Moda e sustentabilidade de mãos dadas em São Paulot

Escultura feita de árvore de jatobá. (Ticiane Rossi/The Epoch Times)Loja em São Paulo vende produtos 100% brasileiros, em que o conceito de uso dos materiais renováveis reflete a cultura do povo e a biodiversidade da natureza do Brasil

Com o crescimento da preocupação mundial pela natureza, a sustentabilidade se faz presente em muitos empreendimentos. A união do caráter econômico, social e ambiental pode ser vista no Ateliê Especiarias, loja que vende joias, decoração e acessórios com materiais 100% brasileiros. São produtos de artesanato feitos por 67 associações e cooperativas de todo Brasil.

Amazônia, Cerrado, Deserto do Jalapão e Delta do Parnaíba são alguns dos lugares destas comunidades e associações. Estes trabalhadores transformam materiais provenientes da realidade de seus ecossistemas, agregam sua cultura e fazem produtos que levam seu conceito autêntico.

“O produto é único, a pessoa está levando um conceito, não há uma peça igual à outra”, disse Rodrigo, idealizador do conceito que une moda e sustentabilidade, em entrevista exclusiva para o Epoch Times. É um contraponto entre o consumidor consciente e o consumismo compulsivo da moda, que hoje trabalha com produção em massa.
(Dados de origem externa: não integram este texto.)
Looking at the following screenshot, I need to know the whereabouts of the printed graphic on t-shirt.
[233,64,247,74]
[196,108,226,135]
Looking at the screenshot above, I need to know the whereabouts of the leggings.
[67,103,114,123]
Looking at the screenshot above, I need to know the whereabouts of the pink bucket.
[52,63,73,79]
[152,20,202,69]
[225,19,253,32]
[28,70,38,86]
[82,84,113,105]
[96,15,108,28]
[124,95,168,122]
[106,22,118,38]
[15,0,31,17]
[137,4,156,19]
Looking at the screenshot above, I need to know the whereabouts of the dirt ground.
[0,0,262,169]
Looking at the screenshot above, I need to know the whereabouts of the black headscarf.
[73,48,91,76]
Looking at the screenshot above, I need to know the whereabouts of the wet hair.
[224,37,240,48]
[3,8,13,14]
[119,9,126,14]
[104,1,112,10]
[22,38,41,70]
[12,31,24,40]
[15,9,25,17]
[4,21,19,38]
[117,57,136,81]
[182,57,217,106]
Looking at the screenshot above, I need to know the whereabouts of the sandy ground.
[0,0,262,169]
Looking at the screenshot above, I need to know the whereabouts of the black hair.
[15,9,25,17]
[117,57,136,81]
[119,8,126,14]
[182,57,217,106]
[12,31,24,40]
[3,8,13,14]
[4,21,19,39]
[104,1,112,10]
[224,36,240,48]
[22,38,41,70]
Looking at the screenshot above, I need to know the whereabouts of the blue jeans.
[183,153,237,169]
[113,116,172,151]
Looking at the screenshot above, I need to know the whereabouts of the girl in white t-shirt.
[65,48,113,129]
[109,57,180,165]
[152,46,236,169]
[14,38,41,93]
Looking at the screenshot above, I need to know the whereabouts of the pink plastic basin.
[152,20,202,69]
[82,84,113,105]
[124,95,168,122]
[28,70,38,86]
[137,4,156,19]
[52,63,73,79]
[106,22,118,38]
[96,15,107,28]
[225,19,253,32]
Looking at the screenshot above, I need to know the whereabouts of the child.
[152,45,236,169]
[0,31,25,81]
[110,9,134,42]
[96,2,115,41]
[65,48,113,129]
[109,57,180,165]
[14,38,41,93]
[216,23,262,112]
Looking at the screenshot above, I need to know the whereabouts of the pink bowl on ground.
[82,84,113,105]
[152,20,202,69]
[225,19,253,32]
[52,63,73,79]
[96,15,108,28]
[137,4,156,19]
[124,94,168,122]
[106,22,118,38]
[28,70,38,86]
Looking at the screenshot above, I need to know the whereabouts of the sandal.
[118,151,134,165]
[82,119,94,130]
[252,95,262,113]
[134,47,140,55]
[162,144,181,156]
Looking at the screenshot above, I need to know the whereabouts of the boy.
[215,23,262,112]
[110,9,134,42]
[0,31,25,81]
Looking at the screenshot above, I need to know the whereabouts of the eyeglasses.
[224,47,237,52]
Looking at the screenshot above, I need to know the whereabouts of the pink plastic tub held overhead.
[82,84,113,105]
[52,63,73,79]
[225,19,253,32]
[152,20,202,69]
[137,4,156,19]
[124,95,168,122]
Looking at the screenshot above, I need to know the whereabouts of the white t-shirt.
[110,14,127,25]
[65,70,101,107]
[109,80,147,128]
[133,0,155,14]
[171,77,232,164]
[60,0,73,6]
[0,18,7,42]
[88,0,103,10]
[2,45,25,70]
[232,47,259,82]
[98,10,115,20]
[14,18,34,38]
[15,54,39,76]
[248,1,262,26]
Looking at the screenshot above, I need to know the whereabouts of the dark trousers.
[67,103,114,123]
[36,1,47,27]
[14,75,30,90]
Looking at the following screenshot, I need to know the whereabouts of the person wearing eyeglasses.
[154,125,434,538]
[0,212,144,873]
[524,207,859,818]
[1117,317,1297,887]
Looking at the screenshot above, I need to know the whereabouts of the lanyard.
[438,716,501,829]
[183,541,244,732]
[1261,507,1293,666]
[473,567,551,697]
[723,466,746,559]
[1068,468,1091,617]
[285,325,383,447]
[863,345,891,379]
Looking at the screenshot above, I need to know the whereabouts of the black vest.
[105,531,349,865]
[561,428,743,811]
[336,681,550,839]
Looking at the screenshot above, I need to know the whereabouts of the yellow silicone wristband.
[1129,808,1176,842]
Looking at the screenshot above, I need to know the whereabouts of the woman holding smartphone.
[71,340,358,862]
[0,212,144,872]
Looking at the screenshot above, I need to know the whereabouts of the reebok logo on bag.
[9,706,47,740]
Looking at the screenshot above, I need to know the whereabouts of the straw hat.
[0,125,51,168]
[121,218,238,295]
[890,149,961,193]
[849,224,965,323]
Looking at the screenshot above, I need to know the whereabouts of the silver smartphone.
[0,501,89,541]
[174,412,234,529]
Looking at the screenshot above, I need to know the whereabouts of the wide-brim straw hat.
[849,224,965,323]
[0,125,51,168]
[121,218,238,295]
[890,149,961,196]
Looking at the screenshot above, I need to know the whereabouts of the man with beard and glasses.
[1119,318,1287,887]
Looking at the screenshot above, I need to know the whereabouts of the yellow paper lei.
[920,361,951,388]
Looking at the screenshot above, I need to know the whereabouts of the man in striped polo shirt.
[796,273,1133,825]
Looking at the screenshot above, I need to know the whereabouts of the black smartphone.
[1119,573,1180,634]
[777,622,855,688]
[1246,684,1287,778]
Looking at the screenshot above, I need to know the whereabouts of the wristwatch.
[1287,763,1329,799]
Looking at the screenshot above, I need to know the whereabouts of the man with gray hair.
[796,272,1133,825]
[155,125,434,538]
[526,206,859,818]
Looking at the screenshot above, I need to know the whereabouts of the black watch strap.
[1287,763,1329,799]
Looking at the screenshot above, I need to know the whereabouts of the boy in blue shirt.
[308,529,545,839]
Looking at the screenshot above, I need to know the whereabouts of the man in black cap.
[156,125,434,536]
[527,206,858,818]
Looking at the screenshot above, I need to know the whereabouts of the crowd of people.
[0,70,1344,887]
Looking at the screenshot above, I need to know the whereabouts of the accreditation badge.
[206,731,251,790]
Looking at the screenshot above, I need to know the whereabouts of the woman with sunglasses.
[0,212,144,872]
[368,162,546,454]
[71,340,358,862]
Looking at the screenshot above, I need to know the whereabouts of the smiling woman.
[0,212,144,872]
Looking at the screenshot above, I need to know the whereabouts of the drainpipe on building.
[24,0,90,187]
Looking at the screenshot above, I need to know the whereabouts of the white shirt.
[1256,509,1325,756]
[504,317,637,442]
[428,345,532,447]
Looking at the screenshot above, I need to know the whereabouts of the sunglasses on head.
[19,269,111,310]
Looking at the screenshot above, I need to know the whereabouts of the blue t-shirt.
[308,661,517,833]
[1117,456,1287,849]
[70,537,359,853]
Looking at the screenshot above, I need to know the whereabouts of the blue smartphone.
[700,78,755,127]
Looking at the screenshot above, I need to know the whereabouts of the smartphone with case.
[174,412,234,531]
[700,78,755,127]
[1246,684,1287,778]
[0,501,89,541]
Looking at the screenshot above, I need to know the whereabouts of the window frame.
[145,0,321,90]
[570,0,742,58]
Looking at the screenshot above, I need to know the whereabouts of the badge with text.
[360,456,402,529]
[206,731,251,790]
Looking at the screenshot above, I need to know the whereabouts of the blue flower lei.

Como tudo muda rapidamente, tem-se que comprar sempre, o que causa o consumismo impulsivo. O consumo consciente é diferente, é mais amplo, compra somente o que se necessita para viver. É estar consciente do que se está comprando, afirma Rodrigo. “Nosso grande desafio diário é unir o consumo consciente com a moda”, diz ele.

Em sua loja, Rodrigo trabalha com o conceito: Os produtos são feitos de materiais renováveis (mas limitados), artesanais, e, portanto, únicos. Descartar esses produtos na natureza não gera poluição, pois são biodegradáveis.

Já que são recursos limitados, deve-se considerar a necessidade de cuidar deles, afirma Rodrigo. Então, Rodrigo trabalha com muitas cooperativas e associações que fornecem os produtos diversificados e diferentes materiais, em quantidade para suprir a demanda do mercado.

Além disso, preserva-se a cultura das pessoas que fazem o artesanato.

Os produtos e suas origens

As pedras das joias provenientes dos Estados do Pará e da Região Sul do Brasil são quartzo, ônix, citrino, entre outras. Usam-se fibras de capim dourado, piaçava, buriti e tururi. Todas são fibras de plantas endêmicas dos ecossistemas em que se originam.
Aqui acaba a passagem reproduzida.